My coauthors and I will be presenting the paper "Cryptographic Key Derivation from Biometric Inferences for Remote Authentication" at Asia CCS 2021 in June of next year. Below is a preview of the abstract:
Biometric authentication is getting increasingly popular because of its appealing usability and improvements in biometric sensors. At the same time, it raises serious privacy concerns since the common deployment involves storing bio-templates in remote servers. Current solutions propose to keep these templates on the client's device, outside the server's reach. This binds the client to the initial device. A more attractive solution is to have the server authenticate the client, thereby decoupling them from the device.
Unfortunately, existing biometric template protection schemes either suffer from the practicality or accuracy. The state-of-the-art deep learning (DL) solutions solve the accuracy problem in face- and voice-based verification. However, existing privacy-preserving methods do not accommodate the DL methods, as they are tailored to the hand-crafted feature space of specific modalities in general.

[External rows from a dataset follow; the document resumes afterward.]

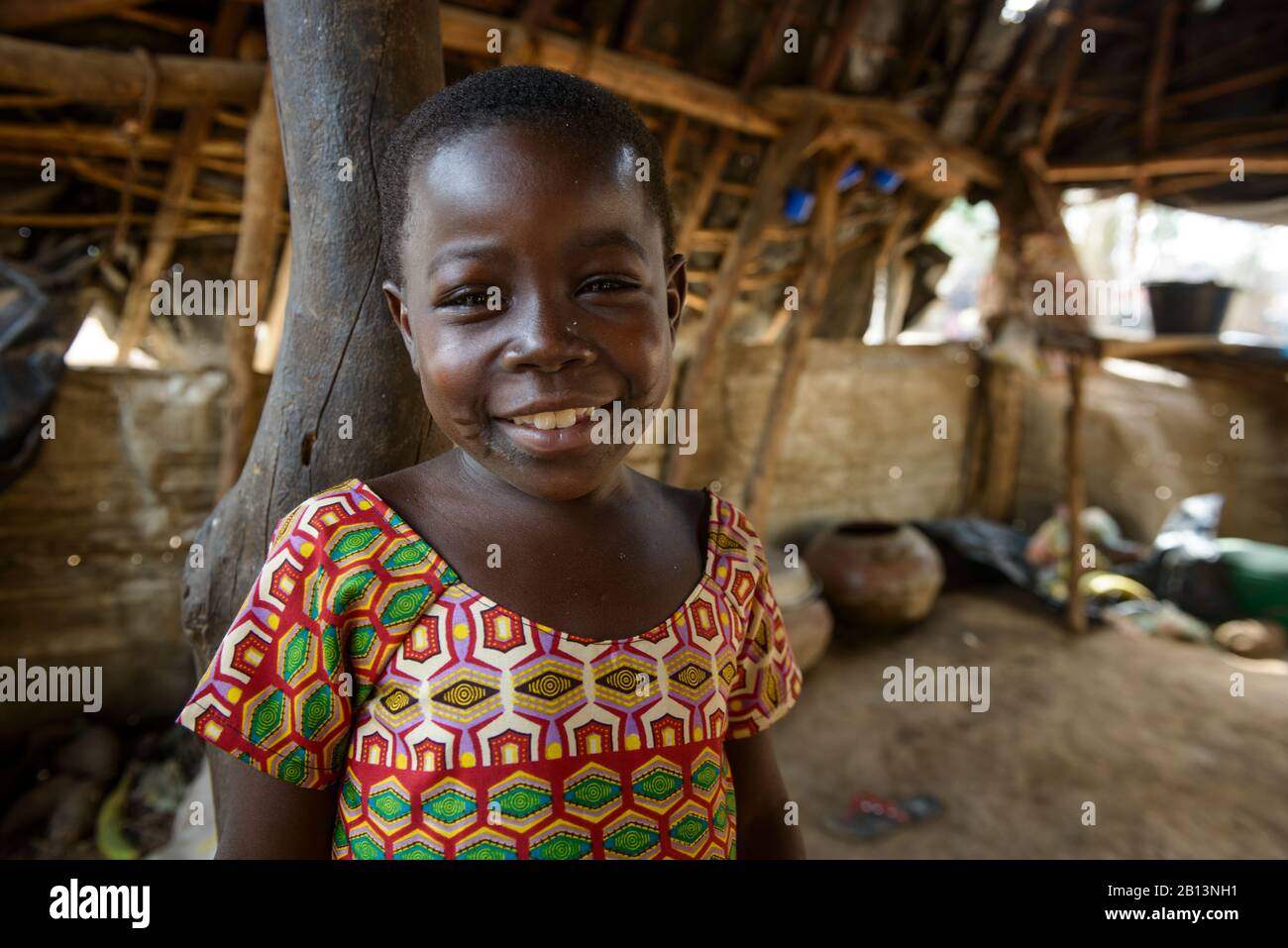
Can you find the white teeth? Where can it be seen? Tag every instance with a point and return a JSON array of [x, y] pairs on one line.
[[546, 420]]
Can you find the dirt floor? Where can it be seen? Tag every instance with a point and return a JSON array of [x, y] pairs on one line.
[[1145, 729]]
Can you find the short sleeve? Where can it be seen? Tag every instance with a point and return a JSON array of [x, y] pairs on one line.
[[277, 693], [768, 679]]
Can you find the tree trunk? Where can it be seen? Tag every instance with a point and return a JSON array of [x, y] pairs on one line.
[[344, 401]]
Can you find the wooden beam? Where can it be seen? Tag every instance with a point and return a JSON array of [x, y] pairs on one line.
[[842, 37], [1076, 492], [1157, 80], [776, 168], [267, 350], [253, 262], [94, 174], [626, 75], [1162, 167], [767, 42], [95, 75], [884, 117], [814, 282], [84, 140], [29, 14], [700, 200], [136, 309], [1235, 84], [1069, 62], [378, 59], [674, 142], [1033, 40], [917, 60]]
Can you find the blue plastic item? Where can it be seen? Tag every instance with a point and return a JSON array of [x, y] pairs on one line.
[[887, 180], [799, 205], [851, 176]]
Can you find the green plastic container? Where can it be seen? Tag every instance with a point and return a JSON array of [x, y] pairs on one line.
[[1258, 578]]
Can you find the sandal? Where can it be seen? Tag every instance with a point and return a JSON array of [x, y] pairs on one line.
[[870, 817]]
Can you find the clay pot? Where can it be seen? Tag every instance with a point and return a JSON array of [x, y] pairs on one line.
[[877, 575], [805, 616]]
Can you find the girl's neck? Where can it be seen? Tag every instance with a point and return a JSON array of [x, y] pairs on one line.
[[621, 487]]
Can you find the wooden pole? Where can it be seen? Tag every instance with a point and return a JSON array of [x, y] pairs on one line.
[[340, 355], [95, 75], [818, 274], [267, 350], [767, 202], [27, 14], [1157, 80], [1074, 492], [253, 262]]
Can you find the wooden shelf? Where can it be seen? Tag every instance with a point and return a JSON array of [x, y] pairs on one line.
[[1229, 346]]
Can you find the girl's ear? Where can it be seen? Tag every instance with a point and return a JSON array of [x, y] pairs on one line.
[[398, 311], [677, 287]]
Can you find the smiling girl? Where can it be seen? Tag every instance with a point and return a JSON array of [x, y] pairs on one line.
[[520, 648]]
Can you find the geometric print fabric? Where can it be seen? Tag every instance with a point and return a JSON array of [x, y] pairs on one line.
[[458, 728]]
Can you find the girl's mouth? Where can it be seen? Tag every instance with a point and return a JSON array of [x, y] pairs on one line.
[[549, 420], [552, 432]]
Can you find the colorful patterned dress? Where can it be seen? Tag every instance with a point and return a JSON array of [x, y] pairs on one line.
[[462, 729]]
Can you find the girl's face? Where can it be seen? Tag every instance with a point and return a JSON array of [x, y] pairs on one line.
[[535, 286]]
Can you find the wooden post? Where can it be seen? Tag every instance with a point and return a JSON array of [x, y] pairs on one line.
[[818, 274], [342, 360], [778, 165], [266, 352], [253, 261], [1074, 492]]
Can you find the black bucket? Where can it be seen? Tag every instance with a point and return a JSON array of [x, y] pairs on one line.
[[1183, 309]]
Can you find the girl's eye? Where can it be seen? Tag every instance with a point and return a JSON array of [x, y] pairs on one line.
[[606, 285], [473, 299]]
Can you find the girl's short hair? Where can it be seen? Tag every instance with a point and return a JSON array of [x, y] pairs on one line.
[[555, 103]]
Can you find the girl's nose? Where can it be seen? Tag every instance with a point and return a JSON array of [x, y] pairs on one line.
[[546, 339]]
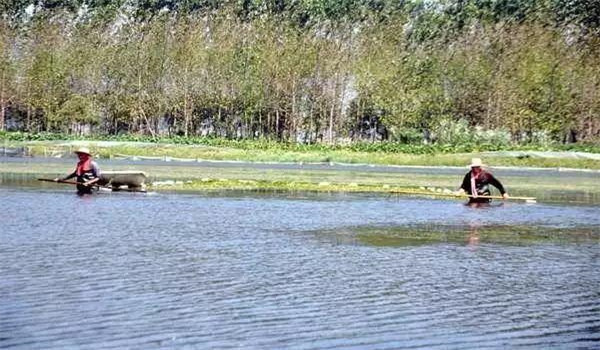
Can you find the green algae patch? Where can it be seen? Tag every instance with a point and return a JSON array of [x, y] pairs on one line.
[[422, 235], [208, 184]]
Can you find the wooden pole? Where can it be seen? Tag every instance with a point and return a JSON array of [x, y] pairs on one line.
[[81, 183], [423, 193]]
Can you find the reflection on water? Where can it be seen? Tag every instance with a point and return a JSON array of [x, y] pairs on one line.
[[248, 271]]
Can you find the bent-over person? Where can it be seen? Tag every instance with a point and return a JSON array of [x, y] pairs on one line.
[[477, 183]]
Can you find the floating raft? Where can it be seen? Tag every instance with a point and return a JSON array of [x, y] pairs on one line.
[[118, 179]]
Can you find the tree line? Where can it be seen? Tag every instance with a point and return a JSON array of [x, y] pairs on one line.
[[303, 71]]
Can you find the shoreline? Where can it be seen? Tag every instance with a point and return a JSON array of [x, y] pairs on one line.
[[517, 159]]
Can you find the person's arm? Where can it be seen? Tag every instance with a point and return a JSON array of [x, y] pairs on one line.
[[466, 185], [493, 181]]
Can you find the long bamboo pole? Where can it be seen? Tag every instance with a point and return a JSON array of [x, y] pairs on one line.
[[526, 199]]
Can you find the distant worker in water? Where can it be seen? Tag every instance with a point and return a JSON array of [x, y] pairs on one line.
[[477, 183], [87, 172]]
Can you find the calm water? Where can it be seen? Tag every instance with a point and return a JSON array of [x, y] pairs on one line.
[[243, 271]]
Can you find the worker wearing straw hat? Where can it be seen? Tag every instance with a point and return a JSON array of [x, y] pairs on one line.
[[477, 183], [86, 171]]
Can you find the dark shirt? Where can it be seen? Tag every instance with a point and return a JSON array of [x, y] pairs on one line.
[[482, 183], [87, 175]]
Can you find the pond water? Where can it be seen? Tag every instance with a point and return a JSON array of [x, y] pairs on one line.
[[237, 270]]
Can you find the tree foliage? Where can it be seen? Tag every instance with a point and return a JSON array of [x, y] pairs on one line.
[[303, 70]]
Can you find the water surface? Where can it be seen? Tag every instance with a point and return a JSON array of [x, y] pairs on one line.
[[304, 271]]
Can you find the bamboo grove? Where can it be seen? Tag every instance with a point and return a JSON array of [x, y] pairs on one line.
[[321, 73]]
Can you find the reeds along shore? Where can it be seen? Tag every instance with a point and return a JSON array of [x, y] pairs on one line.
[[458, 71]]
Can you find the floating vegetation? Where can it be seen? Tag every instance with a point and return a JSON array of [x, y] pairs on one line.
[[427, 234]]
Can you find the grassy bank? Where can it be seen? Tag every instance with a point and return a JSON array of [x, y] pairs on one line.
[[259, 151]]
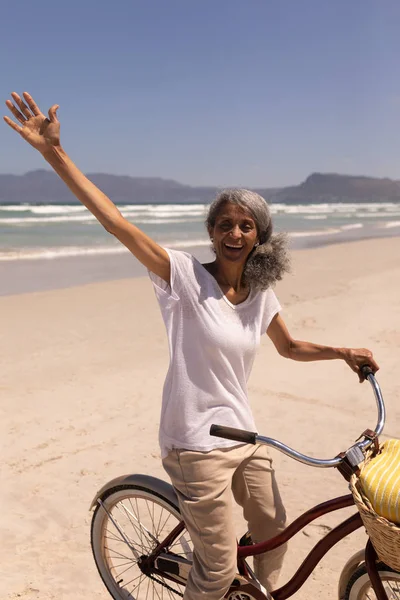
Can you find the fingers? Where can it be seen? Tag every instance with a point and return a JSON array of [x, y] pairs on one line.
[[15, 112], [32, 104], [13, 125], [21, 105], [53, 113]]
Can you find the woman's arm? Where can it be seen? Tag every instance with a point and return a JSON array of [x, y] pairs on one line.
[[44, 135], [307, 351]]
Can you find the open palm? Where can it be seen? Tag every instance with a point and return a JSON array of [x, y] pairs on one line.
[[38, 130]]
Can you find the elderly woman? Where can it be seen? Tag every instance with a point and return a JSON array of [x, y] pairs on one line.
[[214, 315]]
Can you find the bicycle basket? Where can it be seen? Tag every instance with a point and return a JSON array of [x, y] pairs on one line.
[[383, 533]]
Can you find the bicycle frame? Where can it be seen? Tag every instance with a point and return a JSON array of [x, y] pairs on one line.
[[310, 562]]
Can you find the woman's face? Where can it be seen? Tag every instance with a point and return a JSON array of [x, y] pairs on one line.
[[234, 234]]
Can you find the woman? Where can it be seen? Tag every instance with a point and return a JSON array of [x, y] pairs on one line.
[[214, 315]]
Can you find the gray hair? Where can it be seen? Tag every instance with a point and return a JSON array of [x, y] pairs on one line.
[[268, 261]]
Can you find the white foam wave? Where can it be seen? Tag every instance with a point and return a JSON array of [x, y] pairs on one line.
[[314, 233], [62, 252], [316, 217], [392, 224], [75, 251], [351, 226], [47, 209], [42, 220], [332, 208]]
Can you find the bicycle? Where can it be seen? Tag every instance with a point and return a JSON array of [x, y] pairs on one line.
[[142, 548]]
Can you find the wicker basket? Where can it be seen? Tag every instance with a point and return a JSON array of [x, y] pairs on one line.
[[384, 535]]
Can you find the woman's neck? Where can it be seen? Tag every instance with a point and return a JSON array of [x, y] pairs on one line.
[[227, 275]]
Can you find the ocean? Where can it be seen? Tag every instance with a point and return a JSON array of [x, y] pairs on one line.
[[51, 232], [46, 247]]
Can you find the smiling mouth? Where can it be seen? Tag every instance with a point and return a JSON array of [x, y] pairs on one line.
[[233, 247]]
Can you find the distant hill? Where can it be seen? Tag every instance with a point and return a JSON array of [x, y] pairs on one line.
[[44, 187]]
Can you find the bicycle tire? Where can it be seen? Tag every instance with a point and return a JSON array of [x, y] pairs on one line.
[[359, 586], [145, 518]]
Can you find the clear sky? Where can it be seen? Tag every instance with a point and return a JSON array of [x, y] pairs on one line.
[[209, 92]]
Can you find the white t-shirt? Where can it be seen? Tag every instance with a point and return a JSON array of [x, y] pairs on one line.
[[212, 344]]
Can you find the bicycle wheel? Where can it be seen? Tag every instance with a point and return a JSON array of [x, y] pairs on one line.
[[129, 525], [360, 587]]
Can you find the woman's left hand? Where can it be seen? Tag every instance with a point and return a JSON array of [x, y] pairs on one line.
[[357, 358]]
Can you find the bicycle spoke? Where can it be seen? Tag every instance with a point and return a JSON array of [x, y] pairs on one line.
[[135, 522], [121, 555]]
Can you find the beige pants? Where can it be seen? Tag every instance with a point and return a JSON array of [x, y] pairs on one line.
[[204, 482]]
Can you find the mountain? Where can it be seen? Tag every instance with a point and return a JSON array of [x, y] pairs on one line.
[[45, 187], [331, 187]]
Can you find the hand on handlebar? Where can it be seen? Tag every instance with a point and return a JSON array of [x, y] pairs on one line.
[[357, 358], [39, 131]]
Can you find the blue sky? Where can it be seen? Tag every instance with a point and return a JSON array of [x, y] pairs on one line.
[[211, 92]]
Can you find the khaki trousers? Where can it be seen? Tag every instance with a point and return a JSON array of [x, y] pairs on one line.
[[204, 482]]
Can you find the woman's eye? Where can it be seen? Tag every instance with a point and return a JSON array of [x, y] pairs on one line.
[[225, 226]]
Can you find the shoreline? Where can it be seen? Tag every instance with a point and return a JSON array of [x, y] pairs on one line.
[[82, 375], [37, 275]]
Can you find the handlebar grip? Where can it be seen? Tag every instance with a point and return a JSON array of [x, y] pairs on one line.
[[230, 433], [366, 370]]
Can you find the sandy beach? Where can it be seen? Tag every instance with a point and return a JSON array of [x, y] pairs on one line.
[[82, 370]]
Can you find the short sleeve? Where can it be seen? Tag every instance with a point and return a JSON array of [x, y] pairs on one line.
[[271, 308], [181, 271]]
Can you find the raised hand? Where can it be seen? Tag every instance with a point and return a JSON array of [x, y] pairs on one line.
[[41, 132]]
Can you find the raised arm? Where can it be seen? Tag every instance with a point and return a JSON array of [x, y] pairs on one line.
[[308, 351], [44, 135]]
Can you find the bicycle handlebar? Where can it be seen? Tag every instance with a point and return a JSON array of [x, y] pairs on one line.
[[250, 437]]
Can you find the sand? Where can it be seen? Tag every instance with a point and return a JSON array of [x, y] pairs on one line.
[[81, 377]]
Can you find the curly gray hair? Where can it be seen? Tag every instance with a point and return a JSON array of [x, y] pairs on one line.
[[268, 262]]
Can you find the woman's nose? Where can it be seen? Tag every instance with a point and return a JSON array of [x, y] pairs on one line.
[[236, 233]]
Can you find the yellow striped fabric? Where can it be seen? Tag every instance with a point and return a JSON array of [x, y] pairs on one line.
[[380, 481]]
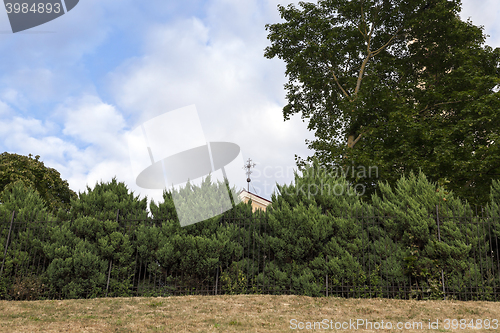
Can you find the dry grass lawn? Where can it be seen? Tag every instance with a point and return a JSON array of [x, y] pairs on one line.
[[240, 313]]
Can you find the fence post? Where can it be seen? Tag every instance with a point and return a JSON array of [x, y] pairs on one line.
[[326, 277], [7, 242], [439, 238]]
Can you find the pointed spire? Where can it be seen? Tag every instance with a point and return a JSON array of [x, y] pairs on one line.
[[248, 168]]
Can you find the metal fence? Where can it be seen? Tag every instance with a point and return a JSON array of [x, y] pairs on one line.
[[250, 268]]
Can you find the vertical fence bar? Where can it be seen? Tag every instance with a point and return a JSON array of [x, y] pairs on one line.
[[111, 261], [7, 242], [439, 239]]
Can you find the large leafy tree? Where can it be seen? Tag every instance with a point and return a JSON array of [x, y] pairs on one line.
[[400, 85], [54, 191]]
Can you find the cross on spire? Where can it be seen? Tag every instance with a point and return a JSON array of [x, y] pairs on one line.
[[248, 168]]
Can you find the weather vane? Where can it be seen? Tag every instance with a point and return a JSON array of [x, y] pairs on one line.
[[248, 168]]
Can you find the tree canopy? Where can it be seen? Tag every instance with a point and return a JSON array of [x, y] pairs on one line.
[[400, 85], [53, 190]]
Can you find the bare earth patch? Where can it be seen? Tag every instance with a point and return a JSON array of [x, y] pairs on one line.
[[242, 313]]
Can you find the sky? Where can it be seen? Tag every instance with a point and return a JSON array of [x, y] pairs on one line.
[[73, 88]]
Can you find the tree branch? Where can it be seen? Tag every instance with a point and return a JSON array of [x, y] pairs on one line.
[[338, 84]]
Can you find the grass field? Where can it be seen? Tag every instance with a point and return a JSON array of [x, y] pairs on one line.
[[242, 313]]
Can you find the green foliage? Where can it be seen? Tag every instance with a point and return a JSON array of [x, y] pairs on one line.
[[24, 200], [316, 230], [401, 85], [54, 191], [80, 255], [105, 199]]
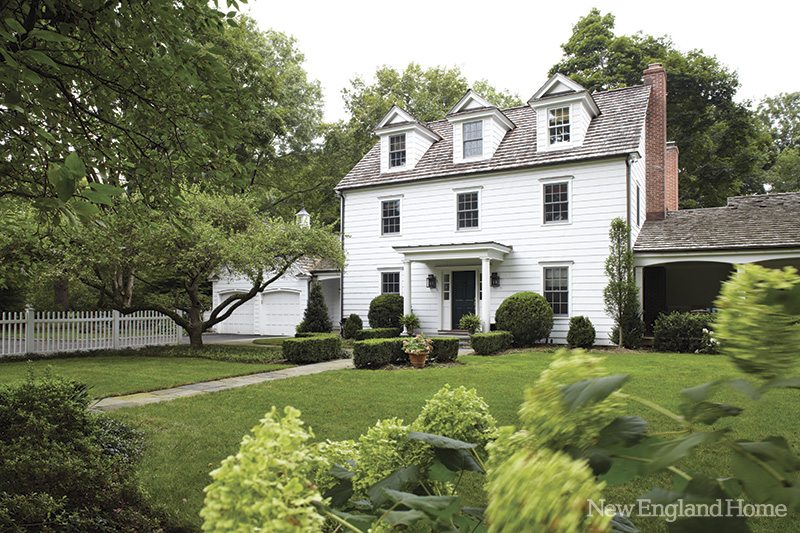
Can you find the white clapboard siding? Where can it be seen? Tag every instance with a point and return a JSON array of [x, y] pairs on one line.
[[73, 331], [511, 213]]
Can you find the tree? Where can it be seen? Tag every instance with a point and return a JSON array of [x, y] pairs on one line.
[[315, 318], [723, 148], [146, 259], [621, 296]]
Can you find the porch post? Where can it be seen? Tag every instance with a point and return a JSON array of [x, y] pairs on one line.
[[407, 288], [486, 289]]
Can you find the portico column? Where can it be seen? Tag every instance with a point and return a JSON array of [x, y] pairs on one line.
[[486, 289], [407, 288]]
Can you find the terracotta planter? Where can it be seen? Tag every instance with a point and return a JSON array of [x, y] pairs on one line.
[[418, 359]]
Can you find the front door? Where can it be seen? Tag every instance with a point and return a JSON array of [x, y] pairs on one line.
[[463, 300]]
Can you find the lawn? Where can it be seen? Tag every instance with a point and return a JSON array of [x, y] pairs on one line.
[[188, 437], [114, 373]]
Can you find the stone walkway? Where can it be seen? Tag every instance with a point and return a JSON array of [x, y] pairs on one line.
[[164, 395]]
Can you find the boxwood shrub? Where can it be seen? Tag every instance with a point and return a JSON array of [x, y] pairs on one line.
[[385, 311], [376, 353], [680, 332], [312, 349], [445, 349], [378, 333], [528, 317], [491, 342]]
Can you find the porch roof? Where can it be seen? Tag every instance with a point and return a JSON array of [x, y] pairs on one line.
[[455, 251]]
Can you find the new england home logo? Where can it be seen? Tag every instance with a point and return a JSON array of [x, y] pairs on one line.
[[679, 509]]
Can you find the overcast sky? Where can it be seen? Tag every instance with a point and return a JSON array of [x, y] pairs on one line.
[[512, 44]]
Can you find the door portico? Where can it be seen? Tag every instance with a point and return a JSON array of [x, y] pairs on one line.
[[452, 259]]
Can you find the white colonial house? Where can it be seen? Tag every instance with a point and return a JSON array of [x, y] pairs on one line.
[[460, 213]]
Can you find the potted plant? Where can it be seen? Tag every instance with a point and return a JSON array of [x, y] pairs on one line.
[[418, 349], [410, 322]]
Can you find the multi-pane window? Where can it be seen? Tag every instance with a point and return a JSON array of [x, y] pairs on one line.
[[397, 150], [390, 282], [390, 216], [473, 139], [556, 202], [558, 124], [467, 210], [556, 289]]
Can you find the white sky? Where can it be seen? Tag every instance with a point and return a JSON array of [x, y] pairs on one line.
[[512, 44]]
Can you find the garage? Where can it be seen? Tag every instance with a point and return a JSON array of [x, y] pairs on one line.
[[241, 321], [280, 312]]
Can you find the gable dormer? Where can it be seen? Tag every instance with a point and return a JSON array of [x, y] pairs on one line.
[[404, 140], [564, 110], [478, 128]]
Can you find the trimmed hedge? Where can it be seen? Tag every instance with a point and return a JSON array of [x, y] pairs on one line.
[[581, 332], [680, 332], [378, 333], [352, 326], [528, 317], [445, 349], [492, 342], [377, 353], [313, 349], [385, 311]]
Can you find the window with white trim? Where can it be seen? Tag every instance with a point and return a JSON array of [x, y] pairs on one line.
[[397, 150], [556, 289], [473, 138], [467, 210], [556, 202], [390, 216], [558, 125], [390, 282]]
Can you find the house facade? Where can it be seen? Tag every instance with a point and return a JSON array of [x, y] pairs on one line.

In this work, we propose a novel pipeline, Justitia, that makes DL-inferences of face and voice biometrics compatible with the standard privacy-preserving primitives, like fuzzy extractors (FE). For this, we first form a bridge between Euclidean (or cosine) space of DL and Hamming space of FE, while maintaining the accuracy and privacy of underlying schemes. We also introduce efficient noise handling methods to keep the FE scheme practically applicable.
We implement an end-to-end prototype to evaluate our design, then show how to improve the security for sensitive authentications and usability for non-sensitive, day-to-day, authentications. Justitia achieves the same, 0.33% false rejection at zero false acceptance, errors as the plaintext baseline does on the YouTube Faces benchmark. Moreover, combining face and voice achieves 1.32% false rejection at zero false acceptance. According to our systematical security assessments conducted through prior approaches and our novel black-box method, Justitia, achieves ~25 bits and ~33 bits of security guarantees for face- and face&voice-based pipelines, respectively.